University of Pittsburgh
August 24, 2011

Pitt Professor Lauded for Community Service in Proclamation From Pittsburgh’s Mayor

Contact:  412-624-4147

PittsburghAudrey J. Murrell, associate professor of business administration, psychology, and public and international affairs at the University of Pittsburgh and the director of the David Berg Center for Ethics and Leadership in Pitt's Joseph M. Katz Graduate School of Business and College of Business Administration, was honored for her volunteerism and service to the City of Pittsburgh with a proclamation from Mayor Luke Ravenstahl.

Ravenstahl proclaimed Aug. 12 “Mayor Luke Ravenstahl’s Citizens Service Recipient, Dr. Audrey Murrell Day.”
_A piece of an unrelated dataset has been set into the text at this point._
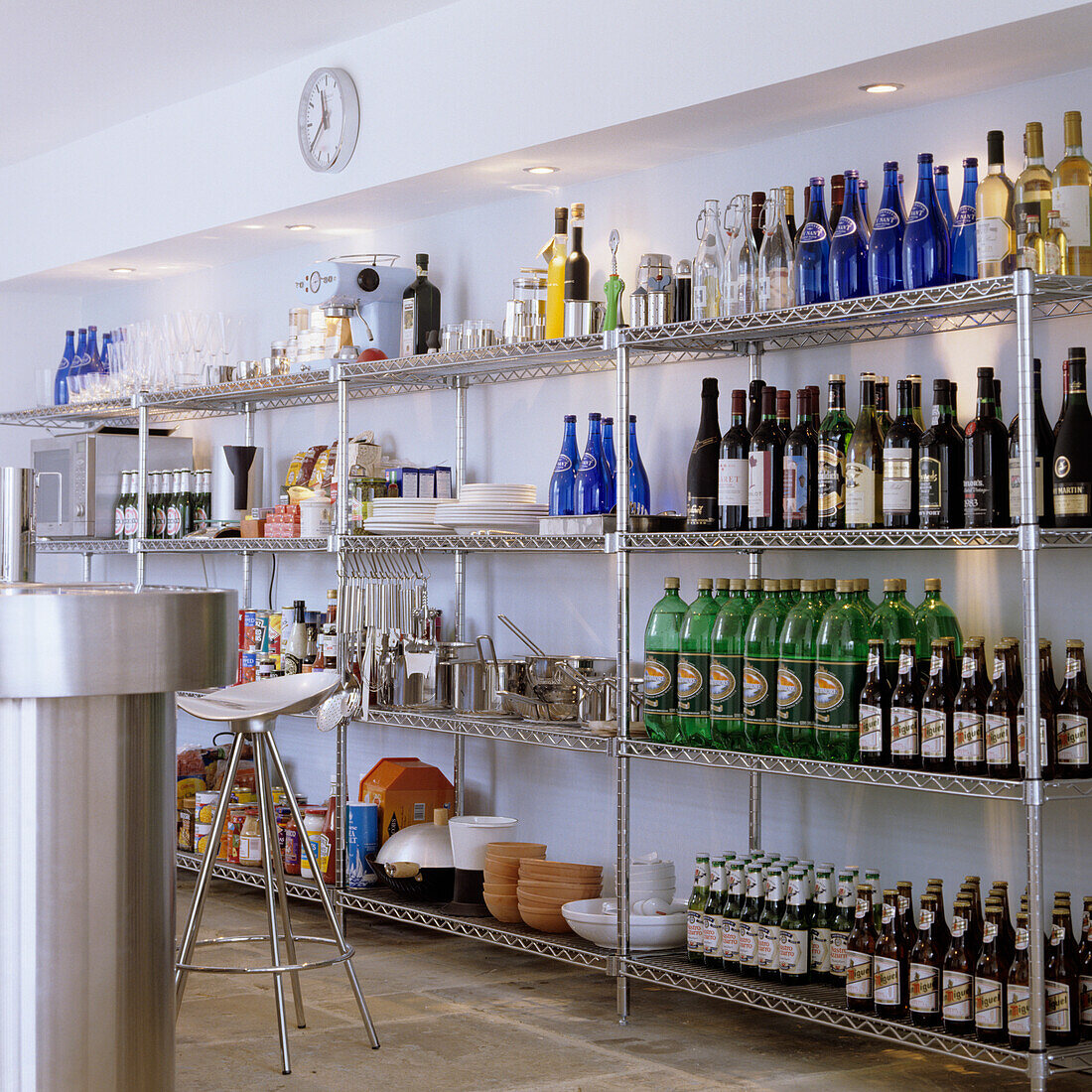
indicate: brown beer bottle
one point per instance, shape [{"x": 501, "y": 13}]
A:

The proclamation recognizes Murrell’s accomplishments, including educating and encouraging students in service learning, dedicating her research to opportunities for women, and championing diversity among organizations. She has served numerous groups throughout the city as a volunteer consultant and mentor.
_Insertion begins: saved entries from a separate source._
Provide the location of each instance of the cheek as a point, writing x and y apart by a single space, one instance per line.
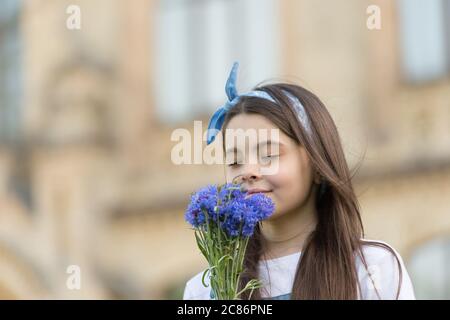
291 185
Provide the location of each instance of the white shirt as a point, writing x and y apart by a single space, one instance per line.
278 275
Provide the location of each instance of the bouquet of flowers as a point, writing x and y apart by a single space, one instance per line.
224 218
“It feels great to be recognized for the work, especially from a city that I love,” said Murrell. “The fact is the work—which involves championing nonprofits, minority- and women-owned businesses, and broad issues related to social justice—helps bring visibility to these issues.”

The award recognizes “community leaders who have contributed exceptional levels of service towards the advancement of Pittsburgh communities,” Ravenstahl wrote in an Aug. 12 letter to Murrell.

Murrell also credited the Kenneth R. Woodcock Fellows Program in partnership with Pitt’s Office of MBA Programs in the Katz School, the Berg Center, and Leadership Pittsburgh for the recognition from the mayor’s office.

Funded by University of Pittsburgh alumnus Kenneth R. Woodcock, who earned an MBA degree from the Katz School in 1966, the Woodcock fellowship program provides the opportunity for Pitt MBA students to work for 14 weeks with regional economic development or nonprofit organizations in the region.

In his proclamation, Ravenstahl also cited Murrell’s contribution as lead author of the books Intelligent Mentoring: How IBM Creates Value through People, Knowledge and Relationships (Pearson Publishers, 2008) and Mentoring Dilemmas: Developmental Relationships Within the Multicultural Organization (Lawrence Erlbaum Publishers, 1999).

Murrell joined Pitt in 1989 and holds secondary appointments in the Graduate School of Public and International Affairs and the Department of Psychology in the School of Arts and Sciences. She was appointed director of the Berg Center in 2007.